As we can see in the graphs, the anisotropic barostating stabilizes the system with and without vdW corrections, but it stabilizes it more in the presence of vdW corrections. This is because the simulation box size can be optimized along the direction of stacking of the graphitic layers. In the absence of vdW interactions, the high temperature during the graphitization step allows for a significant expansion of the simulation box along the layer-stacking direction when anisotropic barostating is enabled.
Reference list
- ↑ H. Muhli and M.A. Caro. GAP interatomic potential for C60. Zenodo: 10.5281/zenodo.4616343 (2021).

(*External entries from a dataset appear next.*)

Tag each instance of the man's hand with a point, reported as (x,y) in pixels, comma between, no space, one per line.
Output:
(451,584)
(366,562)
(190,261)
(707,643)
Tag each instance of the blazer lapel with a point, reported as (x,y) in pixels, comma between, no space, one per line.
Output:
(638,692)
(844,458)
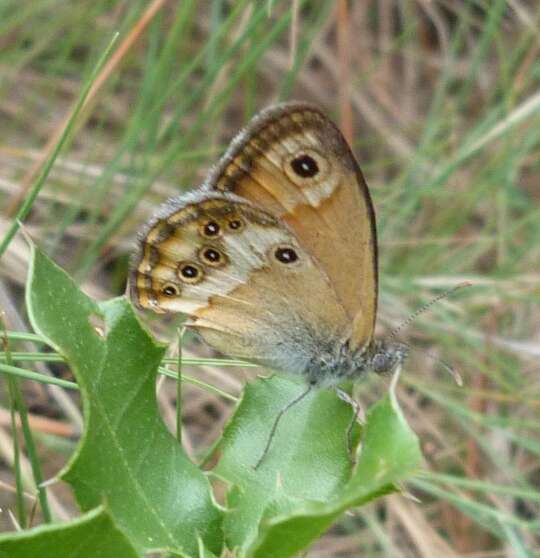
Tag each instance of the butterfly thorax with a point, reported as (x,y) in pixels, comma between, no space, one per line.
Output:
(329,368)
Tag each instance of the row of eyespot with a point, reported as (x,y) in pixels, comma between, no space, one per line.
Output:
(192,273)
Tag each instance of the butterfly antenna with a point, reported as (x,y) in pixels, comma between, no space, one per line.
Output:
(450,369)
(426,306)
(453,372)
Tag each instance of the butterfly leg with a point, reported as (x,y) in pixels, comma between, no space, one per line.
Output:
(357,412)
(276,422)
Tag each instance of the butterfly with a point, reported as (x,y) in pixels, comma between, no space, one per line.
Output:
(274,256)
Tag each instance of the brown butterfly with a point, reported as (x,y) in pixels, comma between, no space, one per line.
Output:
(274,257)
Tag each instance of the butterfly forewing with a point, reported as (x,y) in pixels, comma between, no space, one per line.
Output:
(274,257)
(294,162)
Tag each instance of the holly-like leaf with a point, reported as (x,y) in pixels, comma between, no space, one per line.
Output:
(306,481)
(126,457)
(93,534)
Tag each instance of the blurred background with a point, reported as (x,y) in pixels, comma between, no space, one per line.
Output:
(440,100)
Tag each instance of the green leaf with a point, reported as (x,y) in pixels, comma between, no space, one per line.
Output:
(90,536)
(126,457)
(305,482)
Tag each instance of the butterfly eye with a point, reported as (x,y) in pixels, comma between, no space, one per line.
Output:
(210,229)
(170,289)
(212,256)
(286,254)
(190,272)
(235,224)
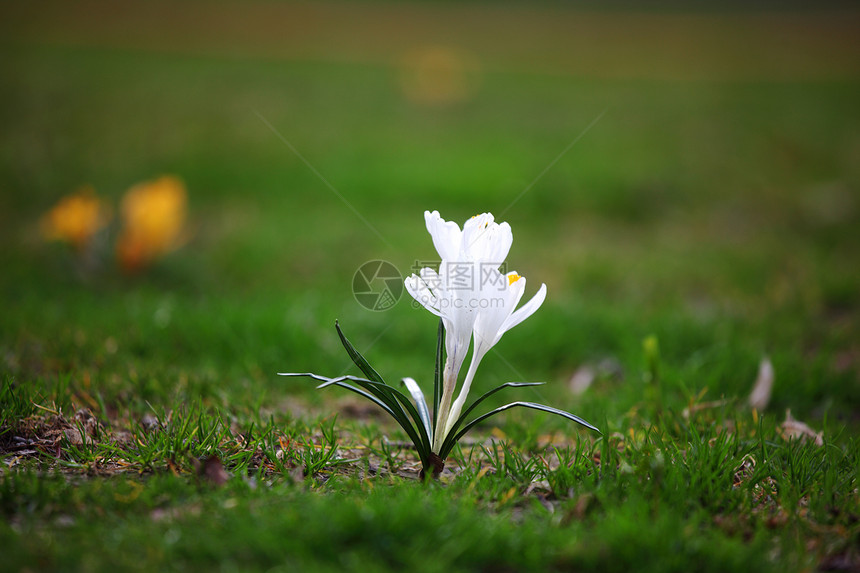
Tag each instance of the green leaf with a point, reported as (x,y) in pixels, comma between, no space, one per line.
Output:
(438,373)
(468,411)
(388,397)
(420,403)
(417,433)
(356,357)
(358,391)
(543,408)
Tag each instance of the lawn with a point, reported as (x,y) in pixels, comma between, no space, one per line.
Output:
(692,206)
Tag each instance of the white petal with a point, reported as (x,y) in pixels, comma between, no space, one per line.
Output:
(446,235)
(485,240)
(418,288)
(526,310)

- ↑ H. Muhli, X. Chen, A.P. Bartók, P. Hernández-León, G. Csányi, T. Ala-Nissila, and M.A. Caro. Machine learning force fields based on local parametrization of dispersion interactions: Application to the phase diagram of C60. Phys. Rev. B 104, 054106 (2021).
- ↑ 3.0 3.1 A. Tkatchenko and M. Scheffler. Accurate Molecular Van Der Waals Interactions from Ground-State Electron Density and Free-Atom Reference Data. Phys. Rev. Lett. 102, 073005 (2009).
- ↑ A. Tkatchenko, R.A. DiStasio Jr, R. Car, and M. Scheffler. Accurate and efficient method for many-body van der Waals interactions. Phys. Rev. Lett. 108, 236402 (2012).